D’ailleurs, ça me perturbe grandement qu’elle me vouvoie. Okay, je suis plus vieux et, comme dit, je pourrai être son père. Mais de là à agir de la sorte ? J’imagine que ça vient de son éducation et des principes de son clan, mais quand même… Elle a besoin de liberté, cette fille. Ou au moins qu’on dessert un peu la vis, sinon elle n’a pas fini d’être bridée hein. C’est d’ailleurs pour ça que j’ai initié le mouvement en lui demandant d’arrêter avec toutes ces formalités à la con, dont le vouvoiement. Genre… On a un certain lien, maintenant, et ça fait quelques heures qu’on se connaît. Et je ne suis pas habitué à autant de respect. J’en n’ai jamais eu, il faut l’avouer, donc j’ai tendance à me braquer quand on est comme ça avec moi.

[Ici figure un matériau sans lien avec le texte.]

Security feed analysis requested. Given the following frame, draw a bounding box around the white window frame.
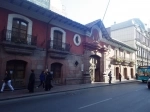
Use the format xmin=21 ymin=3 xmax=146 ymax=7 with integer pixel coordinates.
xmin=6 ymin=14 xmax=33 ymax=44
xmin=50 ymin=27 xmax=66 ymax=48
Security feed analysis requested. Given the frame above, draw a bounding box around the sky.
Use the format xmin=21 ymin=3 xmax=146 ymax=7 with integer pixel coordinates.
xmin=61 ymin=0 xmax=150 ymax=27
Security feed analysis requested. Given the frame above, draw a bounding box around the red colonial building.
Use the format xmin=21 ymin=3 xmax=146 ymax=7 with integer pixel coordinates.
xmin=0 ymin=0 xmax=136 ymax=87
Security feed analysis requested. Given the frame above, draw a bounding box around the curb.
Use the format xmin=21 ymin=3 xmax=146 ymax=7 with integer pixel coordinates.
xmin=0 ymin=81 xmax=139 ymax=102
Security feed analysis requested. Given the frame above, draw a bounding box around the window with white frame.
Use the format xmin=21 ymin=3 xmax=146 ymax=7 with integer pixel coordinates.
xmin=6 ymin=14 xmax=32 ymax=44
xmin=50 ymin=27 xmax=66 ymax=50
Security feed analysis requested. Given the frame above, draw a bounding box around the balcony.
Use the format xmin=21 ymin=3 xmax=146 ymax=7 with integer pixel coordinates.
xmin=1 ymin=30 xmax=37 ymax=55
xmin=129 ymin=60 xmax=135 ymax=67
xmin=122 ymin=57 xmax=130 ymax=66
xmin=47 ymin=40 xmax=71 ymax=59
xmin=111 ymin=56 xmax=122 ymax=65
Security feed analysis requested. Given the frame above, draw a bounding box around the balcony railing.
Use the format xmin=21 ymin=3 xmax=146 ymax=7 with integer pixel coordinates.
xmin=1 ymin=30 xmax=37 ymax=46
xmin=48 ymin=40 xmax=71 ymax=52
xmin=111 ymin=56 xmax=135 ymax=65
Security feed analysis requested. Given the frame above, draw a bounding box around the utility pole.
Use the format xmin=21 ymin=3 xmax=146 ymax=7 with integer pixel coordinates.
xmin=102 ymin=0 xmax=110 ymax=21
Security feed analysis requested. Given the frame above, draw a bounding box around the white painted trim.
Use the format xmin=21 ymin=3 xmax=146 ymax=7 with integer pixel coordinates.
xmin=7 ymin=14 xmax=32 ymax=43
xmin=50 ymin=27 xmax=66 ymax=48
xmin=73 ymin=34 xmax=81 ymax=46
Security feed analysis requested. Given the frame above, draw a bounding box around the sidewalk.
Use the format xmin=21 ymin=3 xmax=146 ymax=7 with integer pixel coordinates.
xmin=0 ymin=80 xmax=137 ymax=101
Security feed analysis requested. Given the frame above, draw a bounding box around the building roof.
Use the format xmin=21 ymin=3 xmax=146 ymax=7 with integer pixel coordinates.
xmin=0 ymin=0 xmax=137 ymax=49
xmin=85 ymin=19 xmax=111 ymax=39
xmin=111 ymin=18 xmax=145 ymax=31
xmin=0 ymin=0 xmax=88 ymax=30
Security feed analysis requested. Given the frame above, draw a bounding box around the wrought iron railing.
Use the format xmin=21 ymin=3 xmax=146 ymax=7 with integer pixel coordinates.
xmin=111 ymin=55 xmax=135 ymax=62
xmin=47 ymin=40 xmax=71 ymax=52
xmin=1 ymin=29 xmax=37 ymax=45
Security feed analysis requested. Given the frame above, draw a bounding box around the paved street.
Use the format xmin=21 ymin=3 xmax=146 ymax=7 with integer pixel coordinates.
xmin=0 ymin=82 xmax=150 ymax=112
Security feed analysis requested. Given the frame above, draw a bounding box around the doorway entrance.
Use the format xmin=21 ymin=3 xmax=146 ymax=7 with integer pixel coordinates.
xmin=124 ymin=68 xmax=128 ymax=79
xmin=90 ymin=55 xmax=103 ymax=82
xmin=51 ymin=63 xmax=62 ymax=84
xmin=131 ymin=68 xmax=134 ymax=78
xmin=116 ymin=67 xmax=119 ymax=80
xmin=6 ymin=60 xmax=27 ymax=87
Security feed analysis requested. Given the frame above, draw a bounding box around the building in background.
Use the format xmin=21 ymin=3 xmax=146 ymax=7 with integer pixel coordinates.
xmin=111 ymin=18 xmax=150 ymax=68
xmin=0 ymin=0 xmax=136 ymax=87
xmin=28 ymin=0 xmax=67 ymax=16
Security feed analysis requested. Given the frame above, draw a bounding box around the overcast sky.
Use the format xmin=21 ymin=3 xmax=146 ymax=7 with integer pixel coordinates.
xmin=61 ymin=0 xmax=150 ymax=27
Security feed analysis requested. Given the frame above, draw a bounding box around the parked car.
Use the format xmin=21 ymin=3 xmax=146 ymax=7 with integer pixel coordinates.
xmin=147 ymin=78 xmax=150 ymax=89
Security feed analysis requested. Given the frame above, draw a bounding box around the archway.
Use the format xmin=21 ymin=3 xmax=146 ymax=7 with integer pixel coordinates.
xmin=130 ymin=68 xmax=134 ymax=78
xmin=51 ymin=63 xmax=62 ymax=84
xmin=116 ymin=67 xmax=119 ymax=79
xmin=124 ymin=68 xmax=128 ymax=79
xmin=90 ymin=55 xmax=103 ymax=82
xmin=6 ymin=60 xmax=27 ymax=87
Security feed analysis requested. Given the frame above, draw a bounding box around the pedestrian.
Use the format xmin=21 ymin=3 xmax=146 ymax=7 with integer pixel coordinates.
xmin=37 ymin=71 xmax=45 ymax=88
xmin=135 ymin=73 xmax=138 ymax=80
xmin=108 ymin=71 xmax=112 ymax=84
xmin=1 ymin=70 xmax=14 ymax=92
xmin=119 ymin=73 xmax=122 ymax=82
xmin=45 ymin=69 xmax=52 ymax=91
xmin=28 ymin=70 xmax=35 ymax=93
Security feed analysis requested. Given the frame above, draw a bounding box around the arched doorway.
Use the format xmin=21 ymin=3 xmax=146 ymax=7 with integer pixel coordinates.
xmin=6 ymin=60 xmax=27 ymax=87
xmin=130 ymin=68 xmax=134 ymax=78
xmin=90 ymin=55 xmax=103 ymax=82
xmin=116 ymin=67 xmax=119 ymax=80
xmin=124 ymin=68 xmax=127 ymax=79
xmin=51 ymin=63 xmax=62 ymax=84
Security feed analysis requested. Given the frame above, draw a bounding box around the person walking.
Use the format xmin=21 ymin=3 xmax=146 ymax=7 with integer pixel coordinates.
xmin=45 ymin=69 xmax=52 ymax=91
xmin=28 ymin=70 xmax=35 ymax=93
xmin=37 ymin=71 xmax=45 ymax=88
xmin=119 ymin=73 xmax=122 ymax=82
xmin=1 ymin=70 xmax=14 ymax=92
xmin=108 ymin=71 xmax=112 ymax=84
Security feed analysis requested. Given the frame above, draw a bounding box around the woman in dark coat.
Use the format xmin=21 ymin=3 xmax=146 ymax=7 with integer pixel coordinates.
xmin=28 ymin=70 xmax=35 ymax=93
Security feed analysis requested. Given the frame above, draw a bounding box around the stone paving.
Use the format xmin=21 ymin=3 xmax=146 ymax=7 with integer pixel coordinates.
xmin=0 ymin=80 xmax=137 ymax=101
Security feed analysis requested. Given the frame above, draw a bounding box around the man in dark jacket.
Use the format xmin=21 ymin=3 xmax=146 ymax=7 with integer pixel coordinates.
xmin=1 ymin=71 xmax=14 ymax=92
xmin=45 ymin=69 xmax=52 ymax=91
xmin=28 ymin=70 xmax=35 ymax=93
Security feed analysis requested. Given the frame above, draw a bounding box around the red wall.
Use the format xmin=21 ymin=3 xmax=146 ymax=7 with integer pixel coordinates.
xmin=0 ymin=8 xmax=89 ymax=54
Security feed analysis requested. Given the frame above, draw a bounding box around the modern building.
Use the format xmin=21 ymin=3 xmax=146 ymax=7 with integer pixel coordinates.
xmin=111 ymin=18 xmax=150 ymax=68
xmin=0 ymin=0 xmax=136 ymax=87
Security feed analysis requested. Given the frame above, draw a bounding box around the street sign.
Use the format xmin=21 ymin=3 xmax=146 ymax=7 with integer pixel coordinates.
xmin=27 ymin=0 xmax=50 ymax=9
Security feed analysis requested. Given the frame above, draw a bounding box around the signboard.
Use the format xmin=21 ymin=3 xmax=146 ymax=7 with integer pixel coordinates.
xmin=27 ymin=0 xmax=50 ymax=9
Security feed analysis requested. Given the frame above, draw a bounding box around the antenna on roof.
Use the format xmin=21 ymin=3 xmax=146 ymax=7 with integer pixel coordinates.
xmin=102 ymin=0 xmax=110 ymax=22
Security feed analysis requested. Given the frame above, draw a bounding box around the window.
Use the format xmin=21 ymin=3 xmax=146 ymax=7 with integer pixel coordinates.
xmin=53 ymin=30 xmax=63 ymax=49
xmin=6 ymin=14 xmax=32 ymax=44
xmin=115 ymin=50 xmax=118 ymax=58
xmin=50 ymin=27 xmax=67 ymax=49
xmin=11 ymin=18 xmax=28 ymax=43
xmin=123 ymin=52 xmax=126 ymax=59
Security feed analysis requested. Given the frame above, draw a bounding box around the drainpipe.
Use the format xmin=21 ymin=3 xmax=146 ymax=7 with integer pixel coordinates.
xmin=45 ymin=14 xmax=55 ymax=69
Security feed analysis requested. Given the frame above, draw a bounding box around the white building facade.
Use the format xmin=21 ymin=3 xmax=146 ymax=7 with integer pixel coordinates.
xmin=111 ymin=18 xmax=150 ymax=68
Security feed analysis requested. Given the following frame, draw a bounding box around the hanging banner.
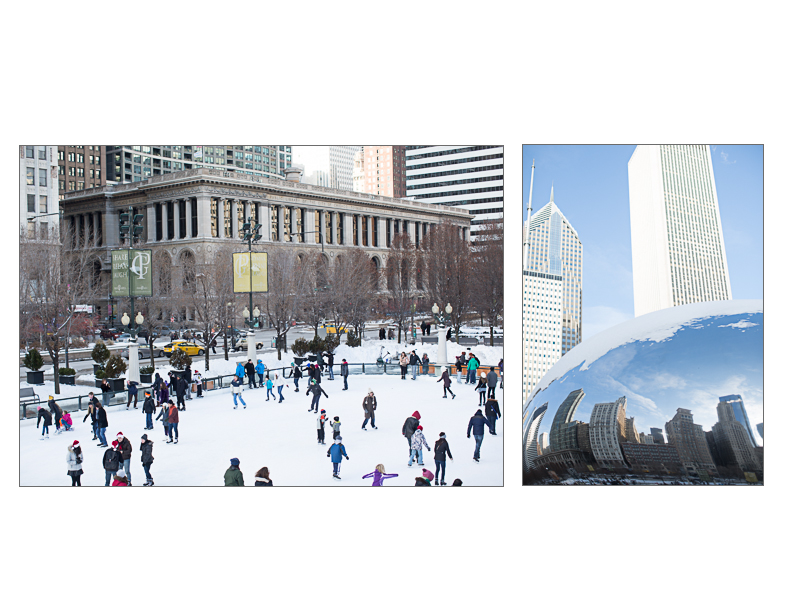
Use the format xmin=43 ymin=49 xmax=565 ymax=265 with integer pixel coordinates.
xmin=233 ymin=253 xmax=267 ymax=293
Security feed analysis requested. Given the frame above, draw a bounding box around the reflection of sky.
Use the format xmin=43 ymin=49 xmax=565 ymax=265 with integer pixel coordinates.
xmin=529 ymin=312 xmax=764 ymax=443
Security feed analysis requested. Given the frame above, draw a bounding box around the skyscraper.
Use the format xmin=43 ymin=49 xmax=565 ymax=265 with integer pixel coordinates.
xmin=627 ymin=145 xmax=731 ymax=317
xmin=523 ymin=188 xmax=583 ymax=401
xmin=406 ymin=145 xmax=503 ymax=240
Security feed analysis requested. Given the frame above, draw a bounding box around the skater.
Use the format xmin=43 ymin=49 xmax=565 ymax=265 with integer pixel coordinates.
xmin=475 ymin=374 xmax=487 ymax=406
xmin=167 ymin=400 xmax=179 ymax=444
xmin=327 ymin=436 xmax=349 ymax=480
xmin=316 ymin=409 xmax=327 ymax=444
xmin=415 ymin=468 xmax=434 ymax=487
xmin=231 ymin=376 xmax=247 ymax=410
xmin=341 ymin=359 xmax=349 ymax=391
xmin=435 ymin=431 xmax=454 ymax=486
xmin=487 ymin=366 xmax=498 ymax=399
xmin=66 ymin=440 xmax=83 ymax=487
xmin=94 ymin=400 xmax=108 ymax=448
xmin=410 ymin=351 xmax=421 ymax=380
xmin=127 ymin=380 xmax=138 ymax=410
xmin=399 ymin=352 xmax=410 ymax=380
xmin=224 ymin=457 xmax=245 ymax=487
xmin=253 ymin=467 xmax=272 ymax=487
xmin=330 ymin=417 xmax=341 ymax=440
xmin=435 ymin=369 xmax=459 ymax=399
xmin=102 ymin=440 xmax=121 ymax=487
xmin=305 ymin=380 xmax=329 ymax=412
xmin=407 ymin=425 xmax=432 ymax=467
xmin=467 ymin=408 xmax=489 ymax=463
xmin=484 ymin=397 xmax=500 ymax=436
xmin=143 ymin=391 xmax=157 ymax=429
xmin=36 ymin=406 xmax=52 ymax=440
xmin=274 ymin=374 xmax=289 ymax=404
xmin=140 ymin=434 xmax=154 ymax=487
xmin=116 ymin=431 xmax=132 ymax=487
xmin=363 ymin=463 xmax=398 ymax=487
xmin=402 ymin=410 xmax=421 ymax=458
xmin=256 ymin=359 xmax=269 ymax=388
xmin=362 ymin=389 xmax=377 ymax=431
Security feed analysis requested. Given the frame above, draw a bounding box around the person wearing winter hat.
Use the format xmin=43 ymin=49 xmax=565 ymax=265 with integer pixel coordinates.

Bah, elle n’est clairement pas fautive. Juste un foutu un traumatisme qui a tendance à ressurgir (c’est que ça commence à en faire, mine de rien). Comme pour s’exécuter, elle me répond et commence à se reprendre. Elle a encore failli m’appeler Monsieur Genki… Encore une fois, je ne lui en veux pas. Puis c’est dur de changer ses habitudes comme ça, en quelques secondes. J’en suis parfaitement conscient, con. Et mieux encore : elle essaye d’imiter ma manière de m’exprimer. Bon après, ça… Je ne vais pas lui demander de faire pareil. Moi je l’ai toujours fait naturellement, parce que la parlotte c’est loin d’être mon truc. Enfin, j’aime bien parler, mais le faire bien, comme les connards de la haute, ça me saoule vite. Ou alors il me faut de l’opium, et je doute qu’elle m’en serve, hein.
Bref, tout ça pour dire que j’ai quand même un dialecte et un parler assez… particuliers, pour ne pas dire atypique. Bah, ça ne serait clairement pas la première à ne pas forcément comprendre ce que je dis. Toujours aller à l’essentiel, quitte à bouffer des mots ou des lettres, c’est comme ça que j’ai toujours agi ! On s’en branle allègrement de passer par trente-six chemins pour dire ce qu’on a à dire, de toute façon. Surtout quand c’est négatif, autant le dire directement. Clairement. Déjà, je n’aime pas passer la pommade. Ensuite… Bah comme ça c’est fait et on n’en parle plus !
Mais voilà. Si Namichou se met à parler comme moi, je suis à peu près sûr que, déjà, personne ne la comprendra, et qu’ensuite on viendra l’engueuler. Disons qu’on va éviter. Après, si elle veut se montrer plus familière avec moi, pas de soucis. Vraiment. L’important, pour moi, c’est qu’elle se sente à l’aise et qu’elle ne se retrouve pas prisonnière des carcans de la société en ma présence. C’est encore une enfant, bien sûr qu’il faut la laisser s’exprimer comme elle l’entend… laisser libre cours à son imagination, tout ça.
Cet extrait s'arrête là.